Le stoïcisme en hiver – Le Délit
Le stoïcisme en hiver
Par · 26 novembre 2018
Retour sur une conférence d’Anna-Christine Corbeil à l’UPop.
Image par Prune Engérant

L’université populaire de Montréal ou UPop est une association à but non lucratif inspirée du mouvement alternatif des universités populaires européennes. Elle organise des conférences et crée un lieu de rencontre, de réflexion et de partage. Sa dernière série de cours porte sur les différentes philosophies antiques, dont le stoïcisme. Retour sur une conférence.

Le stoïcisme est une école de pensée fondée par Zénon, reprise par Épictète, développée par Sénèque et popularisée par Marc Aurèle sous ce qui fut nommé le « stoïcisme impérial », en référence à la période de l’Empire romain. Ces penseurs partent de trois postulats : il n’y a pas de vie après la mort, la vie est prédéterminée et le bonheur (eudaimonia) est atteignable. Pour atteindre ce bonheur tant recherché par nous tous humains, il faut être libre  ; or, la liberté commence, pour les stoïciens, dès l’instant où l’on ne dépend plus de ce qui ne dépend pas de nous. Les stoïciens pensent que le monde n’est autre qu’un gigantesque réseau complexe de causes et d’effets qu’ils appellent le logos. Ils remarquent également que les humains n’ont pas — ou très peu — d’influence sur celui-ci. En effet, j’ai beau avoir envie que la température moyenne de l’hiver soit de 25 °C à Montréal, je ne pourrai pas influencer le fait que cet hiver, il sera froid!

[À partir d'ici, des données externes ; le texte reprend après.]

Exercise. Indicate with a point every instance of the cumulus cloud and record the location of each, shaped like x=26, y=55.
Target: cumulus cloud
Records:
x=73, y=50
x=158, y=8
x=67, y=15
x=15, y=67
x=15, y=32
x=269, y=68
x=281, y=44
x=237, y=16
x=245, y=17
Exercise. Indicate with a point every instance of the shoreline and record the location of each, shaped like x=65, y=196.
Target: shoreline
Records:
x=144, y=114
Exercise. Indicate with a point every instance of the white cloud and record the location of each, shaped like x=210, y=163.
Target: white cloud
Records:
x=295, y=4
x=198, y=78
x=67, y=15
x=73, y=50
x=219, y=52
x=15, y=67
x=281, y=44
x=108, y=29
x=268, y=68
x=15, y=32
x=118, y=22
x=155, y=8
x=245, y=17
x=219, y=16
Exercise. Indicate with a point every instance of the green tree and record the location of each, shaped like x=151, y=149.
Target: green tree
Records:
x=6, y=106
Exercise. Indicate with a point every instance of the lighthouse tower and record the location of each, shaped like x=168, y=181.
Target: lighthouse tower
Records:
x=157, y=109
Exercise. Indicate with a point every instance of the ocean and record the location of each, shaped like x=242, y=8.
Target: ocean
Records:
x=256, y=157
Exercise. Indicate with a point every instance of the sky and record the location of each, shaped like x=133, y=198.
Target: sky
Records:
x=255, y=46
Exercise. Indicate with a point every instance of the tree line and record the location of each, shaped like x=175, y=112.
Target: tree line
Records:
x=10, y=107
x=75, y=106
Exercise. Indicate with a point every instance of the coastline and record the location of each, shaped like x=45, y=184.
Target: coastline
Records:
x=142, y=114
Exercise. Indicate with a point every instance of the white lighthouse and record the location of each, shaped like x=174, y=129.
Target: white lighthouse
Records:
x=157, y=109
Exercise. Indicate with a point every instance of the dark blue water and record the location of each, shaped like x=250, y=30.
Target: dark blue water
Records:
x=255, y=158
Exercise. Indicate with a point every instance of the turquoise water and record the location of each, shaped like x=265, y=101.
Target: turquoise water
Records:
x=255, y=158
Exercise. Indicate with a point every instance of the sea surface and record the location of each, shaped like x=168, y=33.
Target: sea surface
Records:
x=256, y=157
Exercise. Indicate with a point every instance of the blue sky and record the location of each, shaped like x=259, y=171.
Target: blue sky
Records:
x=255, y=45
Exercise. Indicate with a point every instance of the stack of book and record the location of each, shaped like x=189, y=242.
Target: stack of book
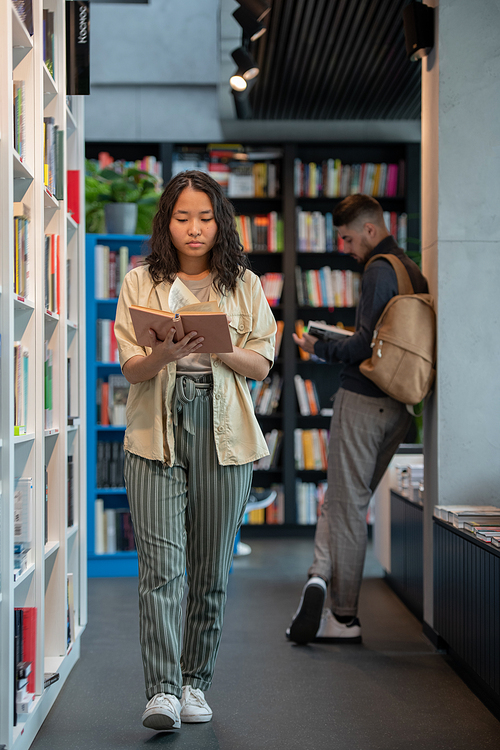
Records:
x=106, y=346
x=327, y=287
x=332, y=179
x=307, y=396
x=21, y=369
x=311, y=449
x=262, y=233
x=309, y=499
x=111, y=400
x=21, y=250
x=113, y=529
x=110, y=267
x=481, y=520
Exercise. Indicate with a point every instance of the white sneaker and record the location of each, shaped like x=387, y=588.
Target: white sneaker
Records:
x=162, y=712
x=306, y=620
x=194, y=708
x=332, y=631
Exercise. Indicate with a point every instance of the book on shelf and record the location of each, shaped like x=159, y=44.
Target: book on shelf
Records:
x=48, y=40
x=52, y=273
x=325, y=332
x=25, y=11
x=272, y=284
x=262, y=233
x=71, y=492
x=459, y=515
x=327, y=287
x=22, y=217
x=73, y=193
x=203, y=317
x=113, y=529
x=19, y=118
x=311, y=449
x=333, y=179
x=48, y=378
x=110, y=464
x=21, y=370
x=77, y=47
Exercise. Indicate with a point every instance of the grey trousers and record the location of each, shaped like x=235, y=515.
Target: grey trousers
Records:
x=364, y=435
x=185, y=520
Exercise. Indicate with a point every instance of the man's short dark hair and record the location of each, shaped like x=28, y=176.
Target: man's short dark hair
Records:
x=358, y=209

Cependant, même si l’on n’a pas toujours le contrôle sur les évènements qui nous affectent, nous avons le contrôle sur la manière par laquelle nous réagissons à ces évènements. Le stoïcisme nous conseille ainsi de ne pas nous laisser influencer négativement par ce qui est prévisible par la raison. Épictète écrivait ceci : « Ce qui trouble les hommes, ce ne sont pas les choses, mais les jugements qu’ils portent sur les choses. Ainsi la mort n’est rien de redoutable […] mais le jugement que nous portons sur la mort en la déclarant redoutable, c’est là ce qui est re- doutable ».

Notons que, pour la philosophie stoïcienne, le développement personnel n’est pas une fin en soi, mais plutôt le premier pas pour devenir un bon citoyen. En plus d’être continent face au logos, il faut cultiver quatre vertus fondamentales : la sagesse, la tempérance, la justice et le courage. Un bon citoyen stoïcien n’est pas passif comme beaucoup le pensent, bien au contraire même. Il encourage chaque individu à cultiver ses vertus et le contrôle de soi afin que chacun puisse apporter un changement positif à sa communauté.

À l’heure où les crises se multipleint, le stoïcisme apporte un modèle de spiritualité libre. Les stoïciens s’efforcent d’acquérir l’autonomie morale à travers l’ascèse qui libèrera l’homme de ses passions négatives. On peut même retrouver cette philosophie stoïcienne dans de nombreux milieux, que ce soit en psychologie, dans les théories du développement personnel, ou encore dans la culture populaire lorsque l’on conseille à un ami de s’attendre au pire afin de ne pas être déçu. De quoi nous amener à méditer en cette époque prompte à l’hyper-réaction.